Plenty of artists openly protest against their categorisation along genre lines, while many more just quietly resent it, but across five albums since 2012, Ezra Furman has unabashedly channelled the rock’n’roll classicism of Reed, Dylan, Young and (especially) Springsteen, while repurposing its power to a unique end. In the run-up to 2013’s breakthrough, the hectic Day Of The Dog, Furman, who came out as a trans woman last year, declared her ambition was to be like Elvis, Buddy Holly or Patti Smith, and though solo identity as a group leader was on her mind there, not glory, with the blazing All Of Us Flames she’s stepping into the spotlight.
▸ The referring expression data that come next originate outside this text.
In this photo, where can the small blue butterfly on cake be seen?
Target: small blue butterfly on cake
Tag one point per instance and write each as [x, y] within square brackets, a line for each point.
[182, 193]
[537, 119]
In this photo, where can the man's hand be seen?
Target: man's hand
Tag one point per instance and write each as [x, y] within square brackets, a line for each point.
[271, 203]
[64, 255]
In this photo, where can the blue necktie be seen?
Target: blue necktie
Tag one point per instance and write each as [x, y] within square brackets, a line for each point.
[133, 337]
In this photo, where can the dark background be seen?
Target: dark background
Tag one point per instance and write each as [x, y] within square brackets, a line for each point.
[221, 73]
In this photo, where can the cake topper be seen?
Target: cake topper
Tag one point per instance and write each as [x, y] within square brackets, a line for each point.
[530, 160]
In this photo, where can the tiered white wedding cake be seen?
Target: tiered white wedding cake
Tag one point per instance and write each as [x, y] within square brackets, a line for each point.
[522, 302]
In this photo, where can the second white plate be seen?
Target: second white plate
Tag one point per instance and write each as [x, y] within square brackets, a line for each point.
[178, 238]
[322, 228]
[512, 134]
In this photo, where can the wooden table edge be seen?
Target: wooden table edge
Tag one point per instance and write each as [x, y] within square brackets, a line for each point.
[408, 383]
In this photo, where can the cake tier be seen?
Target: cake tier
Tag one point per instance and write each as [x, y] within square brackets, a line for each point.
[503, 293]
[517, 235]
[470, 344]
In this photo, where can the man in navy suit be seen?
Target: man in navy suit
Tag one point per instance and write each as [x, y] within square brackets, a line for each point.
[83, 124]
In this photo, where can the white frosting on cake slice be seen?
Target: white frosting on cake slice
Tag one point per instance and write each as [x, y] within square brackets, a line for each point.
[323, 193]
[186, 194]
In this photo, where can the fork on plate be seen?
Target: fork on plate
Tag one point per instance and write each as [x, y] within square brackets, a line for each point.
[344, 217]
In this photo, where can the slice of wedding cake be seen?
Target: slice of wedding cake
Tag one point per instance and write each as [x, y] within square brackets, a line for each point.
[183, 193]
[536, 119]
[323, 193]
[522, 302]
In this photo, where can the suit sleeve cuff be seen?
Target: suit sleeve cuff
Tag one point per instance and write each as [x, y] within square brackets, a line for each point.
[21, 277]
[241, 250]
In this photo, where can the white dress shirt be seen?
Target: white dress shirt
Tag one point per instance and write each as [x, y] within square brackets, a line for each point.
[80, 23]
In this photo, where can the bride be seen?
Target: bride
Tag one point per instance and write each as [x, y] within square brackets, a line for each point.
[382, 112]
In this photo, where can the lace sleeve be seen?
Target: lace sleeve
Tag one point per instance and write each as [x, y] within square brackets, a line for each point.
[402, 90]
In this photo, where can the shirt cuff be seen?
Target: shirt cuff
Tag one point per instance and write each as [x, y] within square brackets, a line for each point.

It follows 2019’s Twelve Nudes and the previous year’s Transangelic Exodus and though it wasn’t planned as part of a trilogy, when the new LP was finished Furman noticed she’d intuitively been developing the themes explored on those earlier records – very real institutional threat and the active oppression of minority communities, including her own. The title is lifted from the single “Book Of Our Names”, whose springboard was the second book of the Hebrew Bible. It sees Furman demanding a space where society’s outcasts can freely and safely declare themselves: “I want there to be a book of our names/None of them missing, none quite the same/None of us ashes, all of us flames”. Squint and it could be a Springsteen lyric, but on this album Furman has translated his politico-personal take on how any of us might make the kind of society we want to belong to and find a part to play in it, into her own (Jewish) faith-based yet hugely humane survival manual. It’s religious, not political belief that fires up the livid compassion and defiant, collectivist spirit of these 12 new songs.
Much of the record was written early on in the pandemic, when Furman was driving around Massachusetts in search of a quiet refuge from her overcrowded house, parking up at random and writing in her car. Produced by John Congleton, it flexes some of the same muscles as Sharon Van Etten’s Remind Me Tomorrow and Angel Olsen’s All Mirrors, roaring with emotional truth and transformative power, against whatever odds. Speaker-busting single “Forever In Sunset” is the exemplar, and with its road references, high-contrast dynamics and throat-tearing vocal intensity, also Furman’s Boss-iest tune yet. Opening the set, though, is “Train Comes Through”, a synth-pop anthem with a slow build to juggernaut urgency, as befits a metaphor for seismic change: “But a great machine can break down suddenly if someone removes a tiny screw/And the solid things will move in all directions when the train comes through”. “Throne” is next, with its bluesy drama, horns and unexpected nod to ’80s Dylan (circa his “Christian trilogy”), but a switch occurs with the bittersweet, Shangri-Las-like theatricality of “Dressed In Black”. There’s the odd flash of sly humour, too: Furman describes (herself, perhaps) “an obsessive, detail-oriented heathen Jew” in “Train Comes Through” and later, in the darkly twinkling “Ally Sheedy In The Breakfast Club” admits, “The black shit on your eyes, your purse full of junk/I built my world on versions of your VHS visage”.
Despite its will to collective power, the record’s tone is by no means solely triumphant. With its deceptive sweetness, well-placed “motherfuckers” and suggestion of “Comes A Time” given a Spacebomb rinse, “Point Me Toward The Real” ushers in a run of fragile, more contemplative songs, interrupted only by the ’80s art pop-edged “Poor Girl A Long Way From Heaven”, which tells of a childhood encounter with God. Most striking in the album’s second half are the last two tracks, both unbearably poignant: first is the Prince-ly, slow-mo “I Saw The Truth Undressing”; finally, “Come Close”, the tender tale of a brief sexual encounter and the set’s only directly autobiographical song, described by Furman to Uncut as “an open wound for me, lyrically” and “so intimate it almost scares me”.
All Of Us Flames is not a collection of diary entries or part of a memoir in progress. Personal it may be, but the inclusivity of that title betrays Furman’s intent: these are songs of connection and (un)belonging for – as “Come Close” has it – “the broken hearted”, “the desperate ones” and the “freak[s] with no place to hide”. A revitalised rock’n’roll soundtrack for a push towards the brightening of the light.